Data analysis has always been part of scientific research. For example, while the PISA assessments have significantly informed the educational discourse and the media since the turn of the twenty-first century, the collection and international comparison of quantitative data on a large scale has a more extended history: the International Association for the Evaluation of Educational Achievements (IAE) was founded in 1958 due to a lack of comparative data on student performance (Aljets, 2015; Kyriakides & Charalambous, 2014). But something seems different in the digitally driven data-hype of today: with the arrival of ‘Big Data’, ‘Artificial Intelligence’ and corresponding software, data has become even more ubiquitous. Some observers even point out that data has become so pervasive that it constructs our (digitally mediated) reality in previously unseen ways (Couldry & Hepp, 2016; Hepp, 2019). Research objects are increasingly based on digital constructs, and so is research practice.
This issue of On_Education deals with the past, present, and future of data use.
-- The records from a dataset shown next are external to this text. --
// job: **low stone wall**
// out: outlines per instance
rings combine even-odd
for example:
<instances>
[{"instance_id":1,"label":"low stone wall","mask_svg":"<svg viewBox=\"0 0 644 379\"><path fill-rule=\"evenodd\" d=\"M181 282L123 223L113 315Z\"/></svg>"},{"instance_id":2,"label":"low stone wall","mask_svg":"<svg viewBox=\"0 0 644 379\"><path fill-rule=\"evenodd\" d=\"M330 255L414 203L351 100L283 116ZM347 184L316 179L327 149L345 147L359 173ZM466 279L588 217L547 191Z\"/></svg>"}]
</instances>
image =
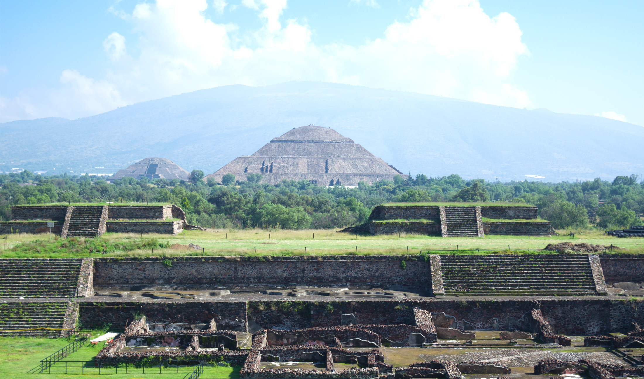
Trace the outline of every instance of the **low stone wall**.
<instances>
[{"instance_id":1,"label":"low stone wall","mask_svg":"<svg viewBox=\"0 0 644 379\"><path fill-rule=\"evenodd\" d=\"M422 205L378 205L371 212L370 220L397 218L439 218L439 207Z\"/></svg>"},{"instance_id":2,"label":"low stone wall","mask_svg":"<svg viewBox=\"0 0 644 379\"><path fill-rule=\"evenodd\" d=\"M417 308L413 308L413 323L422 331L427 342L437 340L436 326L432 320L431 312Z\"/></svg>"},{"instance_id":3,"label":"low stone wall","mask_svg":"<svg viewBox=\"0 0 644 379\"><path fill-rule=\"evenodd\" d=\"M598 254L606 283L644 282L644 255Z\"/></svg>"},{"instance_id":4,"label":"low stone wall","mask_svg":"<svg viewBox=\"0 0 644 379\"><path fill-rule=\"evenodd\" d=\"M142 313L149 322L210 323L213 319L218 330L246 331L245 302L79 302L79 321L84 328L100 328L111 324L122 328L133 315Z\"/></svg>"},{"instance_id":5,"label":"low stone wall","mask_svg":"<svg viewBox=\"0 0 644 379\"><path fill-rule=\"evenodd\" d=\"M378 334L368 328L350 326L309 328L295 330L269 329L267 332L267 338L269 346L317 344L377 347L381 344L381 338Z\"/></svg>"},{"instance_id":6,"label":"low stone wall","mask_svg":"<svg viewBox=\"0 0 644 379\"><path fill-rule=\"evenodd\" d=\"M482 206L481 216L486 218L536 218L536 207Z\"/></svg>"},{"instance_id":7,"label":"low stone wall","mask_svg":"<svg viewBox=\"0 0 644 379\"><path fill-rule=\"evenodd\" d=\"M388 221L369 223L369 232L372 234L395 234L408 233L424 235L440 235L440 223L436 219L436 223L422 221Z\"/></svg>"},{"instance_id":8,"label":"low stone wall","mask_svg":"<svg viewBox=\"0 0 644 379\"><path fill-rule=\"evenodd\" d=\"M11 219L62 220L66 212L64 205L20 205L11 207Z\"/></svg>"},{"instance_id":9,"label":"low stone wall","mask_svg":"<svg viewBox=\"0 0 644 379\"><path fill-rule=\"evenodd\" d=\"M549 236L552 233L551 228L552 226L549 222L512 221L483 223L483 232L486 234Z\"/></svg>"},{"instance_id":10,"label":"low stone wall","mask_svg":"<svg viewBox=\"0 0 644 379\"><path fill-rule=\"evenodd\" d=\"M171 217L172 205L110 205L108 218L111 219L164 220Z\"/></svg>"},{"instance_id":11,"label":"low stone wall","mask_svg":"<svg viewBox=\"0 0 644 379\"><path fill-rule=\"evenodd\" d=\"M310 323L313 327L340 325L343 313L353 313L355 317L355 326L359 327L374 324L411 325L413 323L412 309L418 306L417 304L408 300L368 300L316 303L311 305Z\"/></svg>"},{"instance_id":12,"label":"low stone wall","mask_svg":"<svg viewBox=\"0 0 644 379\"><path fill-rule=\"evenodd\" d=\"M164 285L218 286L316 285L381 287L428 291L429 263L415 255L347 257L194 257L173 258L166 267L156 258L97 259L95 286ZM406 263L405 268L401 261ZM349 312L350 313L350 312ZM334 325L339 325L339 322Z\"/></svg>"},{"instance_id":13,"label":"low stone wall","mask_svg":"<svg viewBox=\"0 0 644 379\"><path fill-rule=\"evenodd\" d=\"M574 368L573 369L573 367ZM567 373L586 374L594 379L614 379L615 376L621 376L624 374L626 374L624 375L625 376L639 376L639 373L643 371L641 369L600 364L588 359L580 359L577 361L552 359L540 361L535 366L535 373L537 374L545 374L549 373L560 374L566 369L567 369Z\"/></svg>"},{"instance_id":14,"label":"low stone wall","mask_svg":"<svg viewBox=\"0 0 644 379\"><path fill-rule=\"evenodd\" d=\"M113 221L106 223L107 231L114 233L158 233L176 234L184 230L184 221Z\"/></svg>"},{"instance_id":15,"label":"low stone wall","mask_svg":"<svg viewBox=\"0 0 644 379\"><path fill-rule=\"evenodd\" d=\"M52 233L60 234L62 230L62 223L60 221L54 222L55 226L51 228ZM0 221L0 234L49 232L50 228L47 226L47 221Z\"/></svg>"}]
</instances>

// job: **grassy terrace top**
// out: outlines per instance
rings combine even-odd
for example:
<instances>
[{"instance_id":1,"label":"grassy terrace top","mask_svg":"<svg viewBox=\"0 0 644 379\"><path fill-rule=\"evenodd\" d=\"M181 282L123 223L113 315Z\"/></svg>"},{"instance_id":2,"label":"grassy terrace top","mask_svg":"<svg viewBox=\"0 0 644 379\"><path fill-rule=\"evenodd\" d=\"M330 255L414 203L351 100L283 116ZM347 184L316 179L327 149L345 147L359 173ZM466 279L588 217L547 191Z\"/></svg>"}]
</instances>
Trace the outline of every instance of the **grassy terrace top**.
<instances>
[{"instance_id":1,"label":"grassy terrace top","mask_svg":"<svg viewBox=\"0 0 644 379\"><path fill-rule=\"evenodd\" d=\"M419 234L360 236L336 230L187 230L177 236L106 233L100 238L61 239L48 233L0 235L0 258L79 258L84 257L213 257L241 255L382 255L431 254L556 254L540 250L550 243L571 242L616 245L627 250L616 253L644 254L644 239L605 236L601 230L573 230L566 236L486 236L484 237L442 237ZM314 234L315 236L314 236ZM5 237L6 239L5 239ZM199 249L189 248L188 244Z\"/></svg>"},{"instance_id":2,"label":"grassy terrace top","mask_svg":"<svg viewBox=\"0 0 644 379\"><path fill-rule=\"evenodd\" d=\"M506 203L503 201L480 203L457 203L429 201L421 203L386 203L383 204L384 207L535 207L531 204L525 203Z\"/></svg>"},{"instance_id":3,"label":"grassy terrace top","mask_svg":"<svg viewBox=\"0 0 644 379\"><path fill-rule=\"evenodd\" d=\"M46 204L30 204L28 205L12 205L12 207L28 208L30 207L67 207L68 205L109 205L110 207L163 207L172 205L167 203L47 203Z\"/></svg>"}]
</instances>

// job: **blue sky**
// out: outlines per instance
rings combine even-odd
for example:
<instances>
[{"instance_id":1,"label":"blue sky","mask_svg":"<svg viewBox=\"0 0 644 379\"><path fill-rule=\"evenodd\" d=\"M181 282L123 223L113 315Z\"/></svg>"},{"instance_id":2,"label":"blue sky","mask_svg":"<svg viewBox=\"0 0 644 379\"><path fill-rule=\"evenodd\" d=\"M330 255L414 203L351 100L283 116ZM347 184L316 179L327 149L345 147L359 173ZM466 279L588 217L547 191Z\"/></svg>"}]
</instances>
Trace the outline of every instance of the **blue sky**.
<instances>
[{"instance_id":1,"label":"blue sky","mask_svg":"<svg viewBox=\"0 0 644 379\"><path fill-rule=\"evenodd\" d=\"M0 121L336 82L644 125L644 2L0 1Z\"/></svg>"}]
</instances>

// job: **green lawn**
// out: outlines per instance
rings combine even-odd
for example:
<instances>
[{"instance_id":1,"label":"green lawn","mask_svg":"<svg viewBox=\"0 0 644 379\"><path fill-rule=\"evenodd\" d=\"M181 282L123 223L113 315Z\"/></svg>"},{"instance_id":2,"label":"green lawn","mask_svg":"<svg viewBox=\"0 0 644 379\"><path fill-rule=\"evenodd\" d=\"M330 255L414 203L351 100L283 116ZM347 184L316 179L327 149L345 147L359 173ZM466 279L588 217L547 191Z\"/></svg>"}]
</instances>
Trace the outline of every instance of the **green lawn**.
<instances>
[{"instance_id":1,"label":"green lawn","mask_svg":"<svg viewBox=\"0 0 644 379\"><path fill-rule=\"evenodd\" d=\"M92 338L102 334L106 331L95 331ZM41 375L38 371L32 373L28 372L39 367L40 360L44 358L57 350L64 347L69 343L66 340L56 340L53 338L7 338L0 337L0 378L12 378L15 379L33 378ZM68 374L65 374L65 364L57 362L51 368L51 373L44 373L44 378L69 378L70 374L81 374L84 370L83 378L105 378L106 374L109 374L108 378L156 378L158 379L184 379L193 372L192 366L179 367L161 368L161 375L159 374L158 367L146 367L145 373L141 368L128 367L128 373L125 367L119 367L118 373L113 368L107 370L101 369L100 375L99 369L94 366L93 356L100 350L104 342L99 342L97 346L92 346L89 342L86 343L80 350L73 353L66 358L64 361L80 361L68 362L67 364ZM202 378L239 378L239 371L241 367L204 367ZM178 370L178 372L177 372Z\"/></svg>"},{"instance_id":2,"label":"green lawn","mask_svg":"<svg viewBox=\"0 0 644 379\"><path fill-rule=\"evenodd\" d=\"M290 255L333 254L418 254L421 250L523 250L543 249L549 243L569 241L626 248L620 252L644 254L644 238L617 238L601 232L578 230L574 237L561 230L562 236L533 237L487 236L484 237L448 237L401 234L358 236L325 230L187 230L178 236L106 233L99 239L73 239L48 242L48 236L8 235L6 245L0 241L0 257L146 257L183 255ZM2 236L0 236L0 237ZM205 250L154 248L155 243L169 246L193 243ZM66 245L65 245L66 243ZM102 254L103 246L106 254ZM16 246L16 248L12 248ZM121 248L126 246L128 248ZM509 246L509 247L508 247Z\"/></svg>"}]
</instances>

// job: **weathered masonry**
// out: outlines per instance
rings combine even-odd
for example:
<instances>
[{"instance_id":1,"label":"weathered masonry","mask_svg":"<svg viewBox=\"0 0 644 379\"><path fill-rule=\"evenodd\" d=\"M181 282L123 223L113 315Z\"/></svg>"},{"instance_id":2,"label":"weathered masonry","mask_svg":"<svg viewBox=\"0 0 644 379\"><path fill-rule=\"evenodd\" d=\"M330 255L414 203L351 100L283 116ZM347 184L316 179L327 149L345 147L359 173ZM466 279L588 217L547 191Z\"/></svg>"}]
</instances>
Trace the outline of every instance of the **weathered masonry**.
<instances>
[{"instance_id":1,"label":"weathered masonry","mask_svg":"<svg viewBox=\"0 0 644 379\"><path fill-rule=\"evenodd\" d=\"M176 234L195 228L187 225L185 213L173 204L15 206L11 208L11 216L12 221L0 222L0 233L44 233L51 229L62 237L96 237L106 232Z\"/></svg>"},{"instance_id":2,"label":"weathered masonry","mask_svg":"<svg viewBox=\"0 0 644 379\"><path fill-rule=\"evenodd\" d=\"M536 374L583 365L593 377L641 376L641 367L602 360L609 354L556 360L568 359L556 347L582 349L571 336L585 337L585 346L644 343L642 302L607 291L644 282L643 262L582 254L183 257L171 266L158 258L3 259L0 335L57 337L75 325L111 323L125 330L97 351L104 368L214 360L242 366L242 378L508 374L507 362L471 358L393 367L383 349L447 344L467 355L507 343L526 355L547 347L555 358L530 364ZM607 336L614 333L627 336ZM501 340L475 346L486 333ZM316 368L273 364L292 361Z\"/></svg>"},{"instance_id":3,"label":"weathered masonry","mask_svg":"<svg viewBox=\"0 0 644 379\"><path fill-rule=\"evenodd\" d=\"M379 205L366 223L343 232L371 234L413 233L443 237L485 234L547 236L547 221L537 221L536 207L504 206ZM492 221L504 219L512 221Z\"/></svg>"}]
</instances>

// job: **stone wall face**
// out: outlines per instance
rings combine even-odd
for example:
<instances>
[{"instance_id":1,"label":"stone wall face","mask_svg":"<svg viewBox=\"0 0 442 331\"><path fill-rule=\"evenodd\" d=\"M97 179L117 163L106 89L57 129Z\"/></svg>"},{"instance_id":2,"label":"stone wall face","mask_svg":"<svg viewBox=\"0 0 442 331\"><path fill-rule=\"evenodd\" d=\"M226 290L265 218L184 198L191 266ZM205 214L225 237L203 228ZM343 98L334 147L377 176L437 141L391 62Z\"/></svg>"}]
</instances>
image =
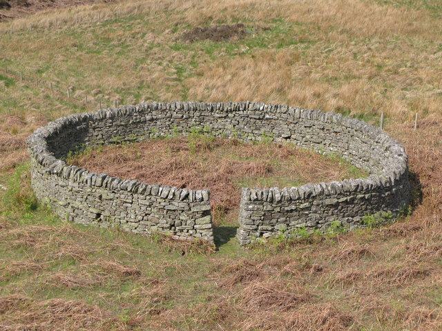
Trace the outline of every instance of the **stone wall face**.
<instances>
[{"instance_id":1,"label":"stone wall face","mask_svg":"<svg viewBox=\"0 0 442 331\"><path fill-rule=\"evenodd\" d=\"M218 137L271 138L336 154L367 170L367 179L283 189L243 188L238 238L351 228L367 214L397 214L408 203L407 156L381 130L340 114L256 103L152 103L59 119L28 140L32 183L39 199L62 218L134 232L164 231L213 241L209 192L148 185L95 174L62 161L79 146L142 141L207 127Z\"/></svg>"}]
</instances>

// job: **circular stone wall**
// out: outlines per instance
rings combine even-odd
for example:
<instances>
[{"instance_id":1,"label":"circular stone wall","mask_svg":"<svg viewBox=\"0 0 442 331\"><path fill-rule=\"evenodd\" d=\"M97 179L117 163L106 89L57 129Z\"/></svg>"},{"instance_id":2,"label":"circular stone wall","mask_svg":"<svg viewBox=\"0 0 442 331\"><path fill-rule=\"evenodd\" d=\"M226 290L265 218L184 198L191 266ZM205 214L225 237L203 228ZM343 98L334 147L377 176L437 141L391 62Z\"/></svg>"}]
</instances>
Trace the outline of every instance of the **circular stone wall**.
<instances>
[{"instance_id":1,"label":"circular stone wall","mask_svg":"<svg viewBox=\"0 0 442 331\"><path fill-rule=\"evenodd\" d=\"M369 174L298 188L243 188L237 235L241 245L273 234L296 235L304 228L326 232L338 223L352 229L360 226L366 214L396 216L409 202L407 155L383 131L338 114L248 101L154 102L59 119L28 139L32 188L62 219L213 242L208 190L124 180L63 161L79 148L185 135L195 127L209 128L218 137L271 137L337 154Z\"/></svg>"}]
</instances>

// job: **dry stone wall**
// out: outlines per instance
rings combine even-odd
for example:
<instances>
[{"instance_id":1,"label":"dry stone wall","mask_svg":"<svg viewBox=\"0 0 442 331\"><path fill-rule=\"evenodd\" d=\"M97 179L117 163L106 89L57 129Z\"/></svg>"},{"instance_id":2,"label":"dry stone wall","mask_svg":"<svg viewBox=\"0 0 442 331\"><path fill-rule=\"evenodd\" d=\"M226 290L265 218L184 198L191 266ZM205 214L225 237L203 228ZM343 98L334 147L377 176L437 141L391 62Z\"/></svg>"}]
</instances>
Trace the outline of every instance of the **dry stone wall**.
<instances>
[{"instance_id":1,"label":"dry stone wall","mask_svg":"<svg viewBox=\"0 0 442 331\"><path fill-rule=\"evenodd\" d=\"M340 114L248 101L154 102L59 119L28 139L32 188L63 219L212 242L208 190L115 178L63 161L88 146L185 135L195 127L218 137L271 139L336 154L370 174L299 188L242 188L237 235L242 245L272 234L296 235L299 229L325 232L336 222L354 228L367 214L397 215L409 201L407 156L383 131Z\"/></svg>"}]
</instances>

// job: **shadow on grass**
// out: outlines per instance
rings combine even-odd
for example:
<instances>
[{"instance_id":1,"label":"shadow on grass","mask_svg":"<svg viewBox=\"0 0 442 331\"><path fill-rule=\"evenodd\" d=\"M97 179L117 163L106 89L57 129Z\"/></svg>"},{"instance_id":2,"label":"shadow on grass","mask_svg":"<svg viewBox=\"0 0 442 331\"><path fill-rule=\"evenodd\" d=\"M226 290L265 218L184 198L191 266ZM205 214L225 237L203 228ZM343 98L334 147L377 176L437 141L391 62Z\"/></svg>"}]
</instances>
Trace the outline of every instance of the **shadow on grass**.
<instances>
[{"instance_id":1,"label":"shadow on grass","mask_svg":"<svg viewBox=\"0 0 442 331\"><path fill-rule=\"evenodd\" d=\"M410 212L412 212L414 210L422 203L423 195L422 193L422 183L419 176L412 171L408 173L410 180Z\"/></svg>"},{"instance_id":2,"label":"shadow on grass","mask_svg":"<svg viewBox=\"0 0 442 331\"><path fill-rule=\"evenodd\" d=\"M236 235L238 226L214 226L213 239L216 248L228 243Z\"/></svg>"}]
</instances>

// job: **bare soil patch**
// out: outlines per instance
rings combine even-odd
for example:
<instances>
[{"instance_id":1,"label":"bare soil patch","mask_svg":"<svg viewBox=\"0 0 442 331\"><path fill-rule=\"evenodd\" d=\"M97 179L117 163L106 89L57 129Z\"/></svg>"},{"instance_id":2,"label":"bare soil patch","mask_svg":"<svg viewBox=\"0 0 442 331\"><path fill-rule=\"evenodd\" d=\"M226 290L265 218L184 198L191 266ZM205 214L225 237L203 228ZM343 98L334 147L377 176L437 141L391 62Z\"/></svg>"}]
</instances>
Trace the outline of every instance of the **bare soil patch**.
<instances>
[{"instance_id":1,"label":"bare soil patch","mask_svg":"<svg viewBox=\"0 0 442 331\"><path fill-rule=\"evenodd\" d=\"M68 161L120 178L180 188L209 188L215 223L224 217L236 218L243 186L298 186L366 174L340 159L291 145L251 145L209 137L106 146L83 152Z\"/></svg>"},{"instance_id":2,"label":"bare soil patch","mask_svg":"<svg viewBox=\"0 0 442 331\"><path fill-rule=\"evenodd\" d=\"M242 23L232 26L215 26L204 28L195 28L184 32L181 39L193 43L198 40L211 40L212 41L227 41L231 39L242 39L247 34L246 27Z\"/></svg>"}]
</instances>

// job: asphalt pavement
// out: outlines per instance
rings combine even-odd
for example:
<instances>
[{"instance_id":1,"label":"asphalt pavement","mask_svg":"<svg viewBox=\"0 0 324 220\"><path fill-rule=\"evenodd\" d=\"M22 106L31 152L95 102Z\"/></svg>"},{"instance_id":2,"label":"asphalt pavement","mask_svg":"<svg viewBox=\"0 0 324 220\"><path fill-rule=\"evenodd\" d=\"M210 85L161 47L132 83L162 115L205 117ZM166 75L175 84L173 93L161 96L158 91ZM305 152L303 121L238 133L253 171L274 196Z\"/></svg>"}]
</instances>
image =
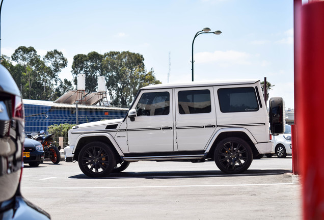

It aims to shed light on datafication in and of educational research, focusing on processes, materialities and human-non-human relationships. We address epistemological implications of datafication for educational research by focusing on how data affects studies in terms of decisions, how these decisions in turn shape research practices and subsequent scholarly knowledge, and what the policy effects of that knowledge might be. The issue considers data as the foundational means of research practice, the ethical and social implications of data, as well as the governance of data. The seven articles included in the issue address different aspects of epistemologies of data that we have organised into four thematic sections:
The recent past of data (and its bias). While ‘datafication debates’ almost exclusively focus on ‘the digital’, the gathering, exchange, and analysis of data came before the digital turn: Paper-based ‘analogue’ data collection was an important basis for population statistics in the nineteenth century, and punched-card data processing became relevant to scientific inquiry in the twentieth century (Agar, 2006; Oertzen, 2017). But (how) has the use of data changed due to the introduction of digital computers?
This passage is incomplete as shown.